By Lilian Greensill* (BPP 2018)
The University of Western Australia

My situation may differ slightly from the ACICIS students sitting here tonight; I am a grantee of the NCP, however this government initiative provided me the opportunity to travel to Hanoi, Vietnam with The University of Western Australia late last year. During my time in Hanoi, I worked hands on with owners of agricultural cooperatives, UWA students and Vietnamese students to investigate how agricultural cooperatives in a developing country, like Vietnam, compare to other business models in adding value to agricultural production and marketing by capitalizing on export market potential. As a result, the value on people-to-people engagement forged through this overseas education experience in Hanoi and now in Jakarta has been priceless. It has certainly added a practical and competitive edge to my bachelor’s degree and not to mention it has granted me the opportunity to be culturally immersed.

Through cultural immersion I have discovered first hand that our own community values and norms are just a tiny glimpse of the huge diversity that exists, and the way people choose to live their lives contrast dramatically across the globe.

The benefits of taking the plunge and stepping into a new community are far reaching, from the opportunity to attempt to learn a new language and taste new foods, to uncovering the key components to happiness and well being.

Cultural immersion has helped me put my own life in perspective and be a more considerate, compassionate and kind-hearted individual. Something that I believe is essential in the world we live in today, and it is because of the New Colombo Plan that this has all been possible.

For me, travelling and studying abroad is not just about exploring new places, eating different foods and making life long friends. But pushing my own boundaries of comfort and discovering the immense diversity and beauty that exists in the world. As I have grown up in a fairly homogenous society in sheltered suburbia of Perth with norms and customs that I would regard ‘normal’, its exciting to travel around the world and encounter a completely different way of life and behavioural expectations.. Whether it’s eating traditional Vietnamese pho 3 meals a day in rural Vietnam, or exploring the big Durian on the back of an Ojek. My experiences abroad have provided immense personal growth and development.

One noticeable observation that I will hold close with me from both my experiences abroad is the great deal of happiness, joy and laughter that fills every office, street corner and warung. Through my experiences it has become vivid that the cause of happiness is completely unrelated to wealth. Instead, culture and a sense of community are more vital ingredients for well being, and by immersing myself in these tight knit communities, this happiness has definitely rubbed off onto me.
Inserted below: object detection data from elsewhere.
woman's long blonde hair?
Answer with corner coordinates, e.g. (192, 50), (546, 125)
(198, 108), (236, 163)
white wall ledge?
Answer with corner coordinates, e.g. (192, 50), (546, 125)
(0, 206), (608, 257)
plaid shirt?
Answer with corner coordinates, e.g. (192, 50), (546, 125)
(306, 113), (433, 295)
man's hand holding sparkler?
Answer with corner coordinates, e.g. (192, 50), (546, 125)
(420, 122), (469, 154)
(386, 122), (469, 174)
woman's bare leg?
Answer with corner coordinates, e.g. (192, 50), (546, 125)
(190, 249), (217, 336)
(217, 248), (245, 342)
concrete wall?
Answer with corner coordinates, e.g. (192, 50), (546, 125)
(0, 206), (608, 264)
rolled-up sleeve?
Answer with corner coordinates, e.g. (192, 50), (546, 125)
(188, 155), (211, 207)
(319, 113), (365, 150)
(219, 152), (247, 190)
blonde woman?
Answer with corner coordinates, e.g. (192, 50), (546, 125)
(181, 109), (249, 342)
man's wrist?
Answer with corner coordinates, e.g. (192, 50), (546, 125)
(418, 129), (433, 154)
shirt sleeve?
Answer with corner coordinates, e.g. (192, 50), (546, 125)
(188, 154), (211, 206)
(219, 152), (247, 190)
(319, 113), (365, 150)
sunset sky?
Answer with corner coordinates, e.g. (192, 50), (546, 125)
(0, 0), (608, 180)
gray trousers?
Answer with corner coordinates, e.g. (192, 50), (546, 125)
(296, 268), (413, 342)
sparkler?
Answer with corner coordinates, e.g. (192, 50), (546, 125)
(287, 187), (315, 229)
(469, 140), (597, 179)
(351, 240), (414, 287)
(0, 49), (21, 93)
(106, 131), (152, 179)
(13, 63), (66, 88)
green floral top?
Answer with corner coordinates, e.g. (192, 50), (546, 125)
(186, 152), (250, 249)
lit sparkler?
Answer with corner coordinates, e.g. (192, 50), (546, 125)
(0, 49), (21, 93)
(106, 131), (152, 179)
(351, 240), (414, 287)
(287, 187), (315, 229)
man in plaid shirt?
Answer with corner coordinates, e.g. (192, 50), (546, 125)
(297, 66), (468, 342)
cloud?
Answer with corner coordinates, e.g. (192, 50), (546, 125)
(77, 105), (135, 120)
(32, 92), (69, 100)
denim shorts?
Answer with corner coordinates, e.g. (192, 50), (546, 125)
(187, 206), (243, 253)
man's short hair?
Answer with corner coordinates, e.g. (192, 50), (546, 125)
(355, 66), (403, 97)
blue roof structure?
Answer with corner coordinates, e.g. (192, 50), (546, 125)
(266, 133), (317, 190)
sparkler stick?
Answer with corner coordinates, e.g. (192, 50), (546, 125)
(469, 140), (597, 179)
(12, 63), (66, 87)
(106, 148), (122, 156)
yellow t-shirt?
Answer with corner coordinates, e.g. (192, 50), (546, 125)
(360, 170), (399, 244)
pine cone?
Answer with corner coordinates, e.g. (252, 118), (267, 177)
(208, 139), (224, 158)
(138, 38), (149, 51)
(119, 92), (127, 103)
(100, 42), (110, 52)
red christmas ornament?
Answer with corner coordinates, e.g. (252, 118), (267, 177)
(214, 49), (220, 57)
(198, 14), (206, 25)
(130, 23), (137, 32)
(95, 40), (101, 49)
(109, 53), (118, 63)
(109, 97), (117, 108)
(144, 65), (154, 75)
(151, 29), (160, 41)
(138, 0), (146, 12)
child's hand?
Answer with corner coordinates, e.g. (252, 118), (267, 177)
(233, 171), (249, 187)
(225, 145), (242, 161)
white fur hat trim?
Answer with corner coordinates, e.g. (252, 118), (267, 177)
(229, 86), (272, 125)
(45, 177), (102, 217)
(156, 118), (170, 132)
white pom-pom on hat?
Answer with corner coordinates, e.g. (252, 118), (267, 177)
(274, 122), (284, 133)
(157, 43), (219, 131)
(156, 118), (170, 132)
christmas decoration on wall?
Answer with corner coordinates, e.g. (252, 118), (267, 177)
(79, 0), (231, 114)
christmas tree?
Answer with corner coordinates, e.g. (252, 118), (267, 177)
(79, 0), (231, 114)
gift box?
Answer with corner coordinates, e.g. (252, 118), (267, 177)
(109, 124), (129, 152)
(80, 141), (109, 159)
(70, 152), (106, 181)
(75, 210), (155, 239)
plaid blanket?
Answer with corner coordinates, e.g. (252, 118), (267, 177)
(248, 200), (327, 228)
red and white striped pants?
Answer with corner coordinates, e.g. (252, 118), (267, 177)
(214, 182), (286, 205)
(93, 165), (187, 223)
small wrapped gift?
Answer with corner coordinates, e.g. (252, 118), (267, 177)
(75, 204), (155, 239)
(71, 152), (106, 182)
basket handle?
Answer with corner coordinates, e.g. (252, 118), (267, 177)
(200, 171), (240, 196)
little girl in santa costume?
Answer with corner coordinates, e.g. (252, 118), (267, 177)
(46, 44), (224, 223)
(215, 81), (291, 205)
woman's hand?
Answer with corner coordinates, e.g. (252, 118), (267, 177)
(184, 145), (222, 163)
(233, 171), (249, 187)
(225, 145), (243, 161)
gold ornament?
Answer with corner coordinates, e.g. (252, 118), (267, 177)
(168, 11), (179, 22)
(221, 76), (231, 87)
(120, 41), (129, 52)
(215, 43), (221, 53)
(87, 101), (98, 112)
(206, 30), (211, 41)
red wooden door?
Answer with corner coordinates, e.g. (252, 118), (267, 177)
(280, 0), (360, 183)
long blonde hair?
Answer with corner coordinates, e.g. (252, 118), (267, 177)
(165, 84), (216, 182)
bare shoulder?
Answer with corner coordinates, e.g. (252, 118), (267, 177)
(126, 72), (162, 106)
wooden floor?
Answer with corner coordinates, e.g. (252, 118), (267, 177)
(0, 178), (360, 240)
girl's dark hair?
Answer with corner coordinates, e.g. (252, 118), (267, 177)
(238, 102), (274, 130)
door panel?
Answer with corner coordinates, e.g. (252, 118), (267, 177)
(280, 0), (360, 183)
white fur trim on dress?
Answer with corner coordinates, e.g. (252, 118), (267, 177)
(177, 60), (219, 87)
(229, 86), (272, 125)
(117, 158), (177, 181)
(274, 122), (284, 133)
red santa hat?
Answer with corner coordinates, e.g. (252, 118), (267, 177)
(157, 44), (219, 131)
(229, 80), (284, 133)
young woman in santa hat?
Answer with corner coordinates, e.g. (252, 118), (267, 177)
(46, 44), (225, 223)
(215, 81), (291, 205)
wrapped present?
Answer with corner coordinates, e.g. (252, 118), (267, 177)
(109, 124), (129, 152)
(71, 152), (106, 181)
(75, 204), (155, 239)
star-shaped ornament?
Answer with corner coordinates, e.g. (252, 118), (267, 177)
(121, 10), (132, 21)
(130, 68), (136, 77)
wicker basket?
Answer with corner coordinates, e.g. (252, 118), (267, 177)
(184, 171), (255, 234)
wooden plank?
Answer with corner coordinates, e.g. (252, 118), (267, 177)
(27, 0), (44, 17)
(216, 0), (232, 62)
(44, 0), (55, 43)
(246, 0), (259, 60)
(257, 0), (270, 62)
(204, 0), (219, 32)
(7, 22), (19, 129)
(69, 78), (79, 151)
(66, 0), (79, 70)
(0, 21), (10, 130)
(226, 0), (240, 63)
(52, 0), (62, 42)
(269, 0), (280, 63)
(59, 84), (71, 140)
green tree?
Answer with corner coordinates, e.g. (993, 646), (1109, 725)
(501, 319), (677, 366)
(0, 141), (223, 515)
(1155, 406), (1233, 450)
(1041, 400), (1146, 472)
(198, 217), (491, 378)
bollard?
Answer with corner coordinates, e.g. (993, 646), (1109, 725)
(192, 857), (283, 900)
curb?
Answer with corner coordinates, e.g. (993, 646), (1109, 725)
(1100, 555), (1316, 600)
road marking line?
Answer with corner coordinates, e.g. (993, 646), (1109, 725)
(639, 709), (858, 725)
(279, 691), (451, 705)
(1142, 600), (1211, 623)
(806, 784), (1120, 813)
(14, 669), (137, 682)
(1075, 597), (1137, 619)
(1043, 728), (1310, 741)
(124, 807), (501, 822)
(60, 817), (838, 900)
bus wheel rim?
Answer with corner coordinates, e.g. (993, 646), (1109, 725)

I’m going to share with you all the adventures I have embarked on outside the formalities of this professional practicum. I commenced my domestic travels from Jakarta with a weekend in Pramuka Island where me and 18 others were required to strip back to bear basics. Pramuka Island was a weekend intended for rest and recovery from our intensive language courses and seminars.. However the saying “Its not about the destination, its about the journey” has never been so invalid as 16/18 of us Australians left the boat with our stomachs in a vomit bag.

The temptation of the vast greenery and mountainous landscape outside the big J. inspired me to travel beyond the opulent malls Jakarta. And so a day trip hiking in Bogor seemed appealing. Fresh air, exercise and candid Instagram opportunities.

With that in mind, I thought I was cut out for hiking.. I was even eager enough to pass up the tour guide and go solo, however 5 hours and 11 kilometres later, many tears were accrued and that’s when I realised I was not cut out for hiking in Bogor (especially after it rained all night). Rather I am better suited to Sunday brunch at St Ali and facials at Plaza Semanggi. Which is exactly what I did the following day.

With a strong lesson made apparent in Bogor, I took the initiative to omit any possible hiking tracks from my next tour in Bandung. Whilst an authentic cultural experience was still the aim, I travelled to Kawah Putih and Patenggang Lake with strawberry picking and tea plantations to conclude. Through this, I have definitely learnt that receiving an authentic cultural experience is not always as easy as it sounds.

So wether it be Pramuka Island, Yogyakarta, Bandung, Bogor, or Vietnam, there’s always one thing in common that I take away from these adventures.. and I know its been said before but a smile goes along way. It can be difficult to create meaningful connections with locals when traveling abroad although even if you don’t speak the same language, I have learnt to connect through gestures and emotions in what is a shared human experience.

Money permitting, we love the euphoric feeling of arriving in an unknown destination with minimal expectations, and to be able to do that whilst studying at university is something I will forever be grateful for. So to conclude, I think we speak on behalf of the 135 ACICIS Australian students when we say the New Colombo Plan has certainly become a ‘rite of passage’ for us young Aussies with a passion to make a difference.

*This was delivered as a speech at an NCP Function at the Australian Ambassadors Residence in February 2018.